The ingredients for a political settlement in Northern Ireland are in place, the DUP deputy leader, Peter Robinson, has said.

Mr Robinson made the comment during an address to the annual conference of the Irish Small Firms Association in Dublin on Tuesday.

He said those who believed the DUP's victory in last November's assembly election damaged the prospects for a settlement had made a fundamental miscalculation.

His comments come during a week of intense activity aimed at generating movement in the Northern Ireland political situation.

The East Belfast MP challenged Gerry Adams to call unionists' bluff by destroying the IRA's guns and ending its terror campaign.

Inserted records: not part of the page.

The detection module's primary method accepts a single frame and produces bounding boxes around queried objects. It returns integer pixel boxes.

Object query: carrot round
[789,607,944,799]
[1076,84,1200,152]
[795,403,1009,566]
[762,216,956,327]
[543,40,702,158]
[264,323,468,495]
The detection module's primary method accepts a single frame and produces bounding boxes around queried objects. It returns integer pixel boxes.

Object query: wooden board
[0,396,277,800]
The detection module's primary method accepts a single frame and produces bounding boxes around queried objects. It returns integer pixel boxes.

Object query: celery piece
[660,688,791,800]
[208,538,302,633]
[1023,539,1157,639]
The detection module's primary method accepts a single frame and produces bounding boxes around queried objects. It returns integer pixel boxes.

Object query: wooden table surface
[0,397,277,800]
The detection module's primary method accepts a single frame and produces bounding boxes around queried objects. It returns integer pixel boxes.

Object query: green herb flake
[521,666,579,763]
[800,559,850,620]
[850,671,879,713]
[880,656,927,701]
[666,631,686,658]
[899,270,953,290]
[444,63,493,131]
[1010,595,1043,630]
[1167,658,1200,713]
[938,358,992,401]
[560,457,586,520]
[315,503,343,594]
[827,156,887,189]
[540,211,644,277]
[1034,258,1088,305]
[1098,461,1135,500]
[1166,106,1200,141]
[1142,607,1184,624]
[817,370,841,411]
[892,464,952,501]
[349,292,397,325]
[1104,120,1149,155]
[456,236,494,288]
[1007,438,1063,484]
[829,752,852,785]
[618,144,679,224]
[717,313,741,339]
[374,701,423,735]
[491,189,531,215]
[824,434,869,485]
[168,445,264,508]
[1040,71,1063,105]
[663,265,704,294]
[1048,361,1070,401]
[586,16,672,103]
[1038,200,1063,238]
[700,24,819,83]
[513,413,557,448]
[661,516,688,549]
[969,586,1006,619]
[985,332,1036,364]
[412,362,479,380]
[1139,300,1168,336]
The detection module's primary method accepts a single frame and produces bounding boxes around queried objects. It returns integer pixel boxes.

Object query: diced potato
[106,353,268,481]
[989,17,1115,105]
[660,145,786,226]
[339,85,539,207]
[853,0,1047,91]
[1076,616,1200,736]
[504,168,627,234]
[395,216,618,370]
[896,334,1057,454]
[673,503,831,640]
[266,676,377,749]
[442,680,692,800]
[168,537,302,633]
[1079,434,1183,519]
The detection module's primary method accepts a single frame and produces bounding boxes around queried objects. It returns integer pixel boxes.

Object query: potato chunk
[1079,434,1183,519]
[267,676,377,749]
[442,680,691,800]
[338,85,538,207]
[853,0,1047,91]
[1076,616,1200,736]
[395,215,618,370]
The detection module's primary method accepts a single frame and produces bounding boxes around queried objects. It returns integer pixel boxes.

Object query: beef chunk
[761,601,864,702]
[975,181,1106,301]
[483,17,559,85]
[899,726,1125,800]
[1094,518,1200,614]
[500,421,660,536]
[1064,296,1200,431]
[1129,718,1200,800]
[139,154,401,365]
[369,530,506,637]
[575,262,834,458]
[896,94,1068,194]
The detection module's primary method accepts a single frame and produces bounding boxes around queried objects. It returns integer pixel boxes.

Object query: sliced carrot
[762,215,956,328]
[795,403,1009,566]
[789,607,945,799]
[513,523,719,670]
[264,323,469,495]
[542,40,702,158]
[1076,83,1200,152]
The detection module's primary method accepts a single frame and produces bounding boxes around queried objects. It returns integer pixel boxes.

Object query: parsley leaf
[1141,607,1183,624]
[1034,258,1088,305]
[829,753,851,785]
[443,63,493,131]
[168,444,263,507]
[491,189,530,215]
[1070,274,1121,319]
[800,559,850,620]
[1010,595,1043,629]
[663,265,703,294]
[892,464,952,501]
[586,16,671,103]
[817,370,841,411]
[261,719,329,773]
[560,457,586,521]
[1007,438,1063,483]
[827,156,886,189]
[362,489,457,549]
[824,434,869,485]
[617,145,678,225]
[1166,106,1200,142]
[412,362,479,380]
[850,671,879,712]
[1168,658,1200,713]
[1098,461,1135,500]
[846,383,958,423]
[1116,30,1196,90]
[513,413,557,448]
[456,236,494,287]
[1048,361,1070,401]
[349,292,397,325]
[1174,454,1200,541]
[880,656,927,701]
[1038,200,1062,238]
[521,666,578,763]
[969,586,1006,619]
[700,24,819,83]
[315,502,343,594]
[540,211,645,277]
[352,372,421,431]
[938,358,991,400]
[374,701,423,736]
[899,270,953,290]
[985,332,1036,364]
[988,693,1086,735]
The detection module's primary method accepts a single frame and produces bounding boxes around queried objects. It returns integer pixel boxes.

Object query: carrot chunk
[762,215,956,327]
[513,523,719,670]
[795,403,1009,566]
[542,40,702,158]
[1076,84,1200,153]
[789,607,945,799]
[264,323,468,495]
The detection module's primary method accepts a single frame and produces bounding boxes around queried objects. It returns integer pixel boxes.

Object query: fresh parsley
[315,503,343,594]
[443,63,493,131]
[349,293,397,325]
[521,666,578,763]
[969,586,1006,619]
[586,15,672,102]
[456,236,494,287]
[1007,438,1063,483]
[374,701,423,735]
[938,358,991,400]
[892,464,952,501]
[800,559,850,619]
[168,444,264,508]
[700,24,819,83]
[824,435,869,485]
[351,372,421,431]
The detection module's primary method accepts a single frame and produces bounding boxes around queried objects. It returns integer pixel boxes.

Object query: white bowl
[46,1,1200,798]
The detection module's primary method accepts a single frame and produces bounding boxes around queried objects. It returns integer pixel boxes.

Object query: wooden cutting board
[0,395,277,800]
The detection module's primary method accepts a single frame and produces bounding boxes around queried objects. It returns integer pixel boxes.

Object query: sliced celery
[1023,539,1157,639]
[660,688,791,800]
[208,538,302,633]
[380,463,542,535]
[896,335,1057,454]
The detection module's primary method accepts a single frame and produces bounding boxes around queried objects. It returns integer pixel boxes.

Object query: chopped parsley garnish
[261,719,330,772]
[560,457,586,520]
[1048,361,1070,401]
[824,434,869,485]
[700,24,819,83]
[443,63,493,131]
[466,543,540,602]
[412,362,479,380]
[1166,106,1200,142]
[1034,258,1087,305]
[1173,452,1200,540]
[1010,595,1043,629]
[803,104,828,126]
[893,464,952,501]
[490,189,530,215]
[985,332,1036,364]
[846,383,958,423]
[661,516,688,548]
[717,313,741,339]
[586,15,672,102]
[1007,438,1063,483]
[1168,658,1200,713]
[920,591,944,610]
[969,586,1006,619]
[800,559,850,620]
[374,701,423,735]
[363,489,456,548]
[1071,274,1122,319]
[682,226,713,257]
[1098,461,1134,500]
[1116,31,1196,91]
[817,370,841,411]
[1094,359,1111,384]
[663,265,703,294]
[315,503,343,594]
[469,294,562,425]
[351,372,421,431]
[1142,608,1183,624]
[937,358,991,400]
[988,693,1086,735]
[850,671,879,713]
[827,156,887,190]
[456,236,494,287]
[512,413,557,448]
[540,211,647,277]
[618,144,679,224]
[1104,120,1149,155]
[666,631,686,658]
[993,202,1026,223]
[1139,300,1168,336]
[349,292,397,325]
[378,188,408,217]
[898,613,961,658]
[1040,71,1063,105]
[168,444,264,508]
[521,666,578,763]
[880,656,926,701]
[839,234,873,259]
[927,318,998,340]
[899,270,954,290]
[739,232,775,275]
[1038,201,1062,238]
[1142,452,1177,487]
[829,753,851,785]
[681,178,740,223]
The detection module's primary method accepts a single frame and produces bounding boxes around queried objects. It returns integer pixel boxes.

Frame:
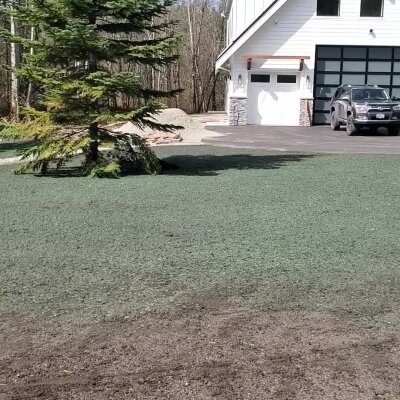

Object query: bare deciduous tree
[9,0,19,120]
[0,0,226,118]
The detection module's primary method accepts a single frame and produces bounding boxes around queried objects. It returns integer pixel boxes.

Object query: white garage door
[248,73,300,126]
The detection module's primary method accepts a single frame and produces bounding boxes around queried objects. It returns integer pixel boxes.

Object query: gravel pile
[114,108,212,145]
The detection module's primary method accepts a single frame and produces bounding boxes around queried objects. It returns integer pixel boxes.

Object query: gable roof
[216,0,289,70]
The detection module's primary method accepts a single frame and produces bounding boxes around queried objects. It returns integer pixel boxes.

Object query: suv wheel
[346,115,357,136]
[330,111,340,131]
[388,127,400,136]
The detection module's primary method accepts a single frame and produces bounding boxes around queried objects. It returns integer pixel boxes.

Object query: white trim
[224,0,233,15]
[216,0,289,71]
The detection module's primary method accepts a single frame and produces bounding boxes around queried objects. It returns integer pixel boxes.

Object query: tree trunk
[86,13,99,165]
[86,122,99,164]
[9,0,19,121]
[88,13,97,70]
[26,26,35,107]
[187,2,197,113]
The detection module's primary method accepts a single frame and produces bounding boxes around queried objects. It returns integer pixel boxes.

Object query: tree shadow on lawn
[159,153,315,176]
[33,167,84,178]
[21,153,314,178]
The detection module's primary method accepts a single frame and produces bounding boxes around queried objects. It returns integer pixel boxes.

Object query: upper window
[317,0,340,16]
[360,0,383,17]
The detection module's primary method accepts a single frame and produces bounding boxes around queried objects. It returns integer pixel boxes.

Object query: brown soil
[1,306,400,400]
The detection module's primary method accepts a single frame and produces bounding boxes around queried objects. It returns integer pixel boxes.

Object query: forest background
[0,0,226,120]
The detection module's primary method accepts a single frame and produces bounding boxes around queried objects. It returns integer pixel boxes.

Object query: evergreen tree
[1,0,181,177]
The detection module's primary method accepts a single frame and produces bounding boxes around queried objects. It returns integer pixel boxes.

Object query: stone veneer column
[229,97,248,126]
[299,98,314,127]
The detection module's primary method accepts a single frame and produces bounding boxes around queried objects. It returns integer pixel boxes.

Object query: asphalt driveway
[204,125,400,155]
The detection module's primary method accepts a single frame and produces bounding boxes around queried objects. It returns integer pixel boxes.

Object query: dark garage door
[314,45,400,124]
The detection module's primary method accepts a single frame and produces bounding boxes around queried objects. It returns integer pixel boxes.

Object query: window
[251,74,270,83]
[316,73,340,85]
[360,0,383,17]
[277,75,297,84]
[317,61,341,72]
[367,74,391,86]
[343,47,367,58]
[317,47,341,58]
[369,47,391,59]
[317,0,340,16]
[368,61,391,73]
[342,75,365,85]
[342,61,366,72]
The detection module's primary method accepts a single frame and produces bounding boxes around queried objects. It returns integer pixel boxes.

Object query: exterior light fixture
[305,75,312,90]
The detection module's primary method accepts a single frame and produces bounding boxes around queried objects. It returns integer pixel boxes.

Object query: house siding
[229,0,400,101]
[227,0,277,44]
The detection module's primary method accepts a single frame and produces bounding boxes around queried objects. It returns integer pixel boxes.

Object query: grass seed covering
[1,146,400,319]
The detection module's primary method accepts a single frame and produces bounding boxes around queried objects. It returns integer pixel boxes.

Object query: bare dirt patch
[2,307,400,400]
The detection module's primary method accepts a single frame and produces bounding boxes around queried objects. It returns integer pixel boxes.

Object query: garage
[248,72,300,126]
[314,45,400,124]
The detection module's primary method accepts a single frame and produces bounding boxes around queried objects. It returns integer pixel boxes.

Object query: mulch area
[2,306,400,400]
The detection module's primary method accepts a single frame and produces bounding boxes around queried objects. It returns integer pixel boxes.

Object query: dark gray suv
[330,85,400,136]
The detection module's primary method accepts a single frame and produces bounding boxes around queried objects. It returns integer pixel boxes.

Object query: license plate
[376,113,385,119]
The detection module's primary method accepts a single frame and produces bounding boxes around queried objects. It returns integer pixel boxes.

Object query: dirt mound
[115,108,206,145]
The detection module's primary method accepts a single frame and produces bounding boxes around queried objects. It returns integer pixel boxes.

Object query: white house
[217,0,400,126]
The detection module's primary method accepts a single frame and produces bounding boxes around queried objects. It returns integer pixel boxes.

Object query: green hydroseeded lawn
[1,146,400,319]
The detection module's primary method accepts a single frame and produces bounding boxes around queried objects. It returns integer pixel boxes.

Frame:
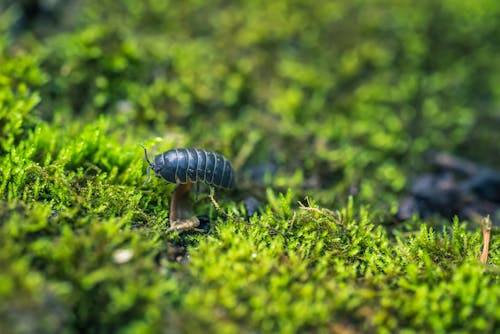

He said unionists would "apply the brake" if they believed cross border activity was politically motivated.

However, he said the DUP would drive co-operation forward with enthusiasm and vigour if they decided it is intended to provide shared practical advantages.

On Monday, Sinn Fein President Gerry Adams said that the Good Friday Agreement was in "considerable difficulty".

He was speaking in London ahead of talks with British and Irish government officials.

Mr Adams said that the DUP had been honest that they wanted to destroy the Good Friday Agreement.

The talks were in preparation for negotiations due to take place at Leeds Castle in Kent next week, aimed at breaking the deadlock in the Northern Ireland political process.


Mr Robinson is due to hold talks with senior government officials in London on Wednesday.

The week will also see discussions at Stormont involving Northern Ireland Secretary Paul Murphy and Irish Foreign Minister Brian Cowen.

The Ulster Unionists are expected to unveil proposals for the assembly to be given a role in the short term in scrutinising direct rule ministers.

The week's activity should culminate in Tony Blair's Sedgefield constituency on Friday when the prime minister will meet Irish premier Bertie Ahern to assess the chances of progress at the Leeds Castle talks.

The political institutions in Northern Ireland were suspended in October 2002 amid allegations of IRA intelligence gathering at the Northern Ireland Office.

The DUP and Sinn Fein have maintained high-level contacts with both governments over the summer.